* Farzad Soltani, chercheur en affaires françaises
Le proverbe persan "Kāfer hame rā be kīsh-e khod pendārad" - "L'incroyant juge autrui à l'aune de sa propre croyance" [1] - évoque l'erreur cognitive qui consiste à supposer que les autres agissent ou pensent comme nous. Un avare croit les autres avares ; un pessimiste ne voit que des motivations négatives dans les actions d'autrui. Ce proverbe met en lumière une tendance à interpréter les comportements à travers le prisme de sa propre vision du monde.
Ce comportement biaisé se manifeste aussi en relations internationales. Les États-Unis, puissance coloniale ayant historiquement recours à des forces proxies pour servir leurs ambitions, imaginent que les autres nations en font autant. Ainsi, lorsqu'ils voient l'Iran soutenir les forces de la Résistance dans la région, ils les étiquettent immédiatement comme "proxy" — car eux-mêmes ont toujours utilisé des mandataires pour dominer d'autres peuples.
La guerre par procuration et la vision américaine des relations internationales
La guerre par procuration désigne l'usage, par une puissance, de gouvernements ou groupes tiers pour servir ses intérêts. Depuis la Seconde Guerre mondiale, les États-Unis y ont systématiquement recouru - du soutien aux factions rebelles en Amérique latine et en Afrique à l'armement de terroristes extrémistes au Moyen-Orient. Cette pratique reflète une vision instrumentale des autres nations, réduites à de simples outils.

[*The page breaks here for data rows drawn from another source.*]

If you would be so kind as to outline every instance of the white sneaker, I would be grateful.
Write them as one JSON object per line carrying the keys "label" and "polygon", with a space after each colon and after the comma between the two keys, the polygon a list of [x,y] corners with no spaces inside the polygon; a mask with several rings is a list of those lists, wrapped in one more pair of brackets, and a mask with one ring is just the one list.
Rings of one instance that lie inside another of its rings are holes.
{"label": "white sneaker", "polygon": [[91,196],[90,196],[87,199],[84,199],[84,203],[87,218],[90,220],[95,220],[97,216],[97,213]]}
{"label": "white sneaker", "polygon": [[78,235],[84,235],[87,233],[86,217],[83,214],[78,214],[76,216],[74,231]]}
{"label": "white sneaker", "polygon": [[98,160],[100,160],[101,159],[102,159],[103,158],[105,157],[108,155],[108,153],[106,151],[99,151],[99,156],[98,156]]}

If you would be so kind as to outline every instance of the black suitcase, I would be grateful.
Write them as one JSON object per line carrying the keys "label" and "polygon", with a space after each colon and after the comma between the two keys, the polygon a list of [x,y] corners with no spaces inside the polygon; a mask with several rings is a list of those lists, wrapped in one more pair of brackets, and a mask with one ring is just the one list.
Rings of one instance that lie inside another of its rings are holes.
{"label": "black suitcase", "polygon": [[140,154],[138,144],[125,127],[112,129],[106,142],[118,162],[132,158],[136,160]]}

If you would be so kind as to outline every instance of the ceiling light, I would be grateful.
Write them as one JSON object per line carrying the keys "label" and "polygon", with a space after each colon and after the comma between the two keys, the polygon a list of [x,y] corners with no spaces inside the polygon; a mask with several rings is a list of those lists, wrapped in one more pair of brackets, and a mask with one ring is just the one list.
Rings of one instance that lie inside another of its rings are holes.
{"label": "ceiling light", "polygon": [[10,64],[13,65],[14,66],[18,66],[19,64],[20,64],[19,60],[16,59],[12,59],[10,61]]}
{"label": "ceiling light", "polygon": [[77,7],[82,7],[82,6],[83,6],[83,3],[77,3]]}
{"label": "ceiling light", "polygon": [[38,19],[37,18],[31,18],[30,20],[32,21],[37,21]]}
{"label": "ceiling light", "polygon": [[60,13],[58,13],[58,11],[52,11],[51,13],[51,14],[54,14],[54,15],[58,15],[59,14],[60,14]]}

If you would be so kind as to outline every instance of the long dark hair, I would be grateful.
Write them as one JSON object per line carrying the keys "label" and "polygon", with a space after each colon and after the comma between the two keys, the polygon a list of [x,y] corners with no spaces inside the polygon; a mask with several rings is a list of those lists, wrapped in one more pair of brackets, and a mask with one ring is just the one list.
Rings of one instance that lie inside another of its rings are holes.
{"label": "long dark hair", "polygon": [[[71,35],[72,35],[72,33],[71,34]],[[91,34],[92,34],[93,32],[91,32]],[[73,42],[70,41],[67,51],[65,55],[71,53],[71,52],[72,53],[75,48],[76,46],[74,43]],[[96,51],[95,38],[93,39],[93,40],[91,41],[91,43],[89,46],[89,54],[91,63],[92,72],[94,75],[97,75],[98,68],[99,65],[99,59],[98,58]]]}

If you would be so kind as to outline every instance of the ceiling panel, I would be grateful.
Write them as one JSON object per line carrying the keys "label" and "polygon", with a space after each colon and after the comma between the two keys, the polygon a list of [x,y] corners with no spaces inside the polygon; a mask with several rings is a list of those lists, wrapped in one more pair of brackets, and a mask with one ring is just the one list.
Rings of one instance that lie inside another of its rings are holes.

Mais le problème principal y est que les États-Unis perçoivent le monde à travers la « loi de la jungle », croyant que tous les États fonctionnent comme eux. Cette logique les aveugle sur le rôle de la foi, des idéaux et de la quête d'indépendance. Quand l'Iran soutient le Hezbollah au Liban, le Hamas en Palestine ou Ansarallah au Yémen, Washington y voit un marchandage politique. Or, ces forces sont motivées par des convictions religieuses profondes et des idéaux anticoloniaux, non par l'opportunisme.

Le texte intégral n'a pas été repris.